Despite the pandemic's temporary halt on innovation, Gagnon advocates redirecting money from customary benefits like paid time off to assist in repaying student loans. Unum introduced an emergency savings program, allowing members to fund an account through their 401(k) plan for unforeseen costs without resorting to credit card debt or depleting retirement funds.
Talib emphasizes that the right budget depends on benchmarking data, effective cost management, attracting the right employees, addressing turnover statistics, and considering the company's affordability.
Engaging Senior Leaders with Innovative Benefit Funding
Gagnon stresses the importance of convincing upper management of the benefits plan sponsors want to provide and constructing innovative means of funding.
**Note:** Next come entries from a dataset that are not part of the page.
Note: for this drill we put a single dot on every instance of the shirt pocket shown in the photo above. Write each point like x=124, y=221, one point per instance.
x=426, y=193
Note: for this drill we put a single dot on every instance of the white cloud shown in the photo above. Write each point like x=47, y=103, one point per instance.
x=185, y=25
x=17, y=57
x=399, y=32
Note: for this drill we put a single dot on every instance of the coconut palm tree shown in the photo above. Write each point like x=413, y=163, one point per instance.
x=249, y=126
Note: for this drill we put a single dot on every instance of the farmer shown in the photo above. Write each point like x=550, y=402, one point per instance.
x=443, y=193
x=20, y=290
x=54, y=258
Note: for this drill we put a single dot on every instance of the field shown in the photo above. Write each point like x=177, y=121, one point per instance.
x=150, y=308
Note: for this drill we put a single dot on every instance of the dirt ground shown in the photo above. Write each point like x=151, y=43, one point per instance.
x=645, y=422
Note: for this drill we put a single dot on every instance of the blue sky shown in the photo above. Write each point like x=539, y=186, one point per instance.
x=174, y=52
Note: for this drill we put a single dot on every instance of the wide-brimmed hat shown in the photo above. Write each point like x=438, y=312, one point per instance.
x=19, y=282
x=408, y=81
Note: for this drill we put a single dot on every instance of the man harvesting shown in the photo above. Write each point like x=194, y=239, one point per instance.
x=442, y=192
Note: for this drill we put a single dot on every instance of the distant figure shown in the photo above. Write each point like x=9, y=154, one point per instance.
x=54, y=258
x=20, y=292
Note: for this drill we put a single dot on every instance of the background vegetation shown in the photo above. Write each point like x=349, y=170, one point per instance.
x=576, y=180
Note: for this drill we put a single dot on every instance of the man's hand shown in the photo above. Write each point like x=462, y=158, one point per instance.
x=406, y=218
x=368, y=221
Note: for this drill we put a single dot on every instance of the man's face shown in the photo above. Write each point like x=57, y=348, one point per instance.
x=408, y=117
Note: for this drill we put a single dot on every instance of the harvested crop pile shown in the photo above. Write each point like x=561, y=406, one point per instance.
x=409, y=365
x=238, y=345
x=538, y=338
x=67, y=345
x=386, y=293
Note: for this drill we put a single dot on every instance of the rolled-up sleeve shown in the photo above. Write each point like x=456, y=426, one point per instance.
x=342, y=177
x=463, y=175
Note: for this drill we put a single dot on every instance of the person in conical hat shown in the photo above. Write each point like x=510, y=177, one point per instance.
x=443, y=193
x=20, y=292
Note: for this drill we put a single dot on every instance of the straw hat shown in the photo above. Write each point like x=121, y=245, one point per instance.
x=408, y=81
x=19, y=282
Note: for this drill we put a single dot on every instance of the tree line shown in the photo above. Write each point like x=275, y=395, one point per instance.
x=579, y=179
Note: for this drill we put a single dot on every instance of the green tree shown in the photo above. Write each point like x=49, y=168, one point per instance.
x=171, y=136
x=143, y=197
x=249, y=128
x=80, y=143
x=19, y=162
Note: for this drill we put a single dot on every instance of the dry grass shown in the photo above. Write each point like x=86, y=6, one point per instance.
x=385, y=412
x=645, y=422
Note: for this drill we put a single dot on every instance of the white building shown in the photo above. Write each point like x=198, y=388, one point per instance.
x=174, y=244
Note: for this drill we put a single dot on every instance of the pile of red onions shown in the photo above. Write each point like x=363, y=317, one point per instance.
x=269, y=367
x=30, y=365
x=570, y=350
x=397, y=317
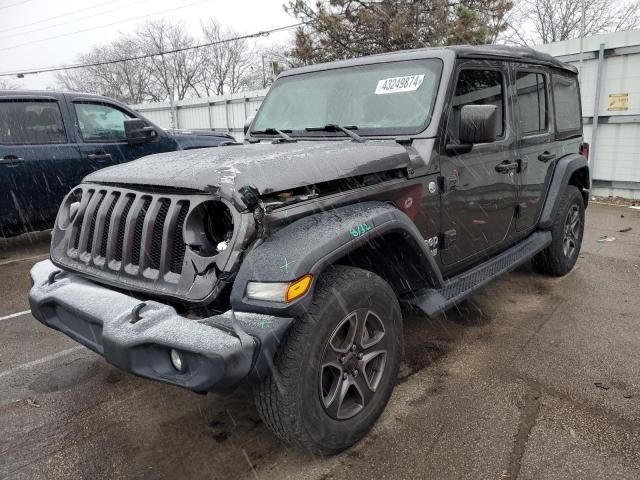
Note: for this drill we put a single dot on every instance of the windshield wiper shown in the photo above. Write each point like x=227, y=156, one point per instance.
x=332, y=127
x=275, y=131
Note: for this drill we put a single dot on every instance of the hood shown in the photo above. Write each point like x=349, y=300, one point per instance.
x=187, y=139
x=267, y=167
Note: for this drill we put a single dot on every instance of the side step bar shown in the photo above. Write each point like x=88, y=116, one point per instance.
x=435, y=301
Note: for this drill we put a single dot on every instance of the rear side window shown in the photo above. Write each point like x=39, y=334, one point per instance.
x=477, y=87
x=532, y=102
x=566, y=100
x=101, y=123
x=28, y=122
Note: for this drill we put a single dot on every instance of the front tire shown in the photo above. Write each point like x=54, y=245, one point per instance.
x=567, y=231
x=334, y=373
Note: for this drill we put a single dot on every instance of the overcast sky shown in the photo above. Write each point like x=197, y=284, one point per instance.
x=27, y=26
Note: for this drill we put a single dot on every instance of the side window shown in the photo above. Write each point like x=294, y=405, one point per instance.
x=566, y=100
x=477, y=87
x=532, y=102
x=31, y=122
x=100, y=123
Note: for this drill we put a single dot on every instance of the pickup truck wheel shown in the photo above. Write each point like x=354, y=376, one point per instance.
x=334, y=373
x=567, y=230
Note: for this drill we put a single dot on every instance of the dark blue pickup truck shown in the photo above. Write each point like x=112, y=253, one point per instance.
x=49, y=141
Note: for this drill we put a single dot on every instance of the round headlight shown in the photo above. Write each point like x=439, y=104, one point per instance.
x=209, y=228
x=176, y=360
x=69, y=209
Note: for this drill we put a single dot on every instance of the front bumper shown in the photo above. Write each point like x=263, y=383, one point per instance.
x=218, y=352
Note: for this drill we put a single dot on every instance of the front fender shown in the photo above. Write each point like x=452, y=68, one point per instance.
x=565, y=168
x=313, y=243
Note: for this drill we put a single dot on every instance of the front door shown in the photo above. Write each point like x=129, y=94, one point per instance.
x=537, y=149
x=36, y=160
x=479, y=196
x=102, y=140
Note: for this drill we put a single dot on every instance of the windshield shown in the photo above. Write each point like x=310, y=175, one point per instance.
x=385, y=99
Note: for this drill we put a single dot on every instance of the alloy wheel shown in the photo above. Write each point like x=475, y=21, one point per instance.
x=353, y=364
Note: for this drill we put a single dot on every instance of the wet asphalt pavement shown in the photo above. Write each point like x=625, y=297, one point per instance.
x=503, y=387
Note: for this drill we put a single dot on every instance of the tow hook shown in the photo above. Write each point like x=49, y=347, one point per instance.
x=135, y=313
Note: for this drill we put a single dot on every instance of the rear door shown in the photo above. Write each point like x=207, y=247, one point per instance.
x=101, y=135
x=37, y=159
x=537, y=148
x=478, y=201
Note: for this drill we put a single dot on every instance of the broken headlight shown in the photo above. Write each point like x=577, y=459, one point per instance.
x=209, y=228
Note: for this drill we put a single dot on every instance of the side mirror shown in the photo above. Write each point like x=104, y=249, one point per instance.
x=247, y=123
x=137, y=131
x=478, y=123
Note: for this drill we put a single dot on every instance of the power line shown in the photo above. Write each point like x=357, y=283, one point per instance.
x=56, y=17
x=101, y=26
x=28, y=32
x=15, y=4
x=263, y=33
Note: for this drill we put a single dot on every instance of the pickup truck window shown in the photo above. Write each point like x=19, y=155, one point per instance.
x=100, y=123
x=567, y=103
x=477, y=87
x=532, y=102
x=383, y=98
x=31, y=122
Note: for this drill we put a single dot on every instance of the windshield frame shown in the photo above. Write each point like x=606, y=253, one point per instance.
x=363, y=132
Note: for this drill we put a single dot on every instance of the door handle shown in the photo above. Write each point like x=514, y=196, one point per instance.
x=546, y=156
x=99, y=156
x=11, y=160
x=507, y=166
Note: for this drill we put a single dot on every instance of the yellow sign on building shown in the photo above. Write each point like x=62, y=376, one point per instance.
x=618, y=102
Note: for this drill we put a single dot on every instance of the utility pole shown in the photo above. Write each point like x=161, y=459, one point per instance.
x=582, y=28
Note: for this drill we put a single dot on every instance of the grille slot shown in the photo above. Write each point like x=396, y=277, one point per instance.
x=121, y=227
x=137, y=235
x=80, y=220
x=158, y=227
x=92, y=229
x=107, y=224
x=179, y=247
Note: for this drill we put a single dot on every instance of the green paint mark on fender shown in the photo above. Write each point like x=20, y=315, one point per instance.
x=359, y=230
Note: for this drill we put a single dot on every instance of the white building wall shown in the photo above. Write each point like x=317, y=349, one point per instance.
x=226, y=113
x=616, y=158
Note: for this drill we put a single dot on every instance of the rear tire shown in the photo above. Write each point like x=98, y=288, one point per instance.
x=330, y=382
x=567, y=231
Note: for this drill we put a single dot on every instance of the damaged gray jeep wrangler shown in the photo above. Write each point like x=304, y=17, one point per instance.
x=411, y=178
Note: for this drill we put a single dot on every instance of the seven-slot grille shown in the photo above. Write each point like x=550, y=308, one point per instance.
x=130, y=233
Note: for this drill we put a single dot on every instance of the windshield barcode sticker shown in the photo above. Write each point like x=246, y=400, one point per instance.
x=399, y=84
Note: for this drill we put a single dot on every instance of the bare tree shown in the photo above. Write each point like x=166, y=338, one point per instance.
x=130, y=81
x=229, y=65
x=534, y=22
x=8, y=85
x=340, y=29
x=175, y=73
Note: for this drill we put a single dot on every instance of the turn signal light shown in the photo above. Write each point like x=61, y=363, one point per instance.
x=298, y=288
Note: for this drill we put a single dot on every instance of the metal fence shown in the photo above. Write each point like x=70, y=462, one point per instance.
x=226, y=113
x=610, y=84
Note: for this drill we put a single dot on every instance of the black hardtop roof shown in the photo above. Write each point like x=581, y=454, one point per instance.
x=48, y=93
x=502, y=52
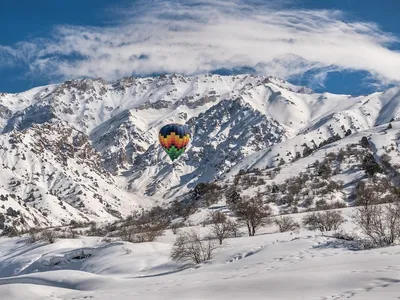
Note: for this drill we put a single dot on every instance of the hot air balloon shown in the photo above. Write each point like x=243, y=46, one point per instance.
x=174, y=138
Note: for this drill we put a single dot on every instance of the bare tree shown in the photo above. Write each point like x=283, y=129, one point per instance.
x=222, y=227
x=252, y=212
x=286, y=224
x=190, y=247
x=323, y=221
x=49, y=236
x=380, y=224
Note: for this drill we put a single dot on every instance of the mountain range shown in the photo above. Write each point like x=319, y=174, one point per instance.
x=88, y=150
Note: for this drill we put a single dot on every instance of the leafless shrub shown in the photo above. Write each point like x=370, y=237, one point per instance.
x=48, y=236
x=175, y=227
x=190, y=247
x=323, y=221
x=127, y=250
x=379, y=224
x=222, y=227
x=286, y=223
x=253, y=213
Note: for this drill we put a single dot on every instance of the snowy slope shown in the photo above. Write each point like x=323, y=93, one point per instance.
x=90, y=147
x=267, y=266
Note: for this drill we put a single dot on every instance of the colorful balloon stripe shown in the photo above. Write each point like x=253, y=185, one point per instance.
x=174, y=138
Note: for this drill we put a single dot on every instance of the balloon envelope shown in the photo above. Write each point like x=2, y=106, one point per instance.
x=174, y=138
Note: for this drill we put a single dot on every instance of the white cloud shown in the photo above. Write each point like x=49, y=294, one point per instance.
x=196, y=37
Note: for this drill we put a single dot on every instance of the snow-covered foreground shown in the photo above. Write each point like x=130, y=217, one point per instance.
x=267, y=266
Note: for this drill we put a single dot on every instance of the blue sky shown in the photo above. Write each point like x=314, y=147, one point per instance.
x=339, y=46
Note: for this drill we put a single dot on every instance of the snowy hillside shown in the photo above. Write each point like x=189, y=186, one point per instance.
x=88, y=150
x=271, y=265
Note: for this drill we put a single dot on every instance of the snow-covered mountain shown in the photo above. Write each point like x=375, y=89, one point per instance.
x=88, y=150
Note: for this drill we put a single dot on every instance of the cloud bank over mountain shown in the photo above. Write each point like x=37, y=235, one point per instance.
x=192, y=37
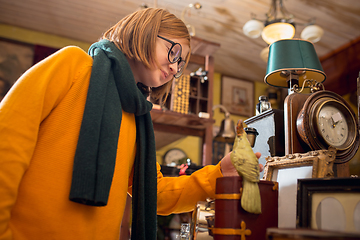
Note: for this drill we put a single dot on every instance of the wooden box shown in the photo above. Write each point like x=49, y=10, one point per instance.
x=232, y=222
He cites a well-being survey, indicating work-related stress as the top concern for employees. Unum focuses on leveraging existing benefits for debt repayment and emergency savings.
Gagnon compares Unum's benefits packages with industry rivals, including MetLife Inc., Prudential Financial, Standard Life, and Lincoln Financial Corp. While benchmarking is typically done annually, Gagnon may conduct additional benchmarking if he discovers unique or creative practices from other companies that could impact hiring.
“We don’t want to be at the top scale, we don’t want to be at the bottom—we want to be competitively in the middle,” Gagnon emphasizes. “Sometimes that can mean a more generous PTO program, more generous 401(k), more generous medical. … In the aggregate, we want to be at that very competitive level.”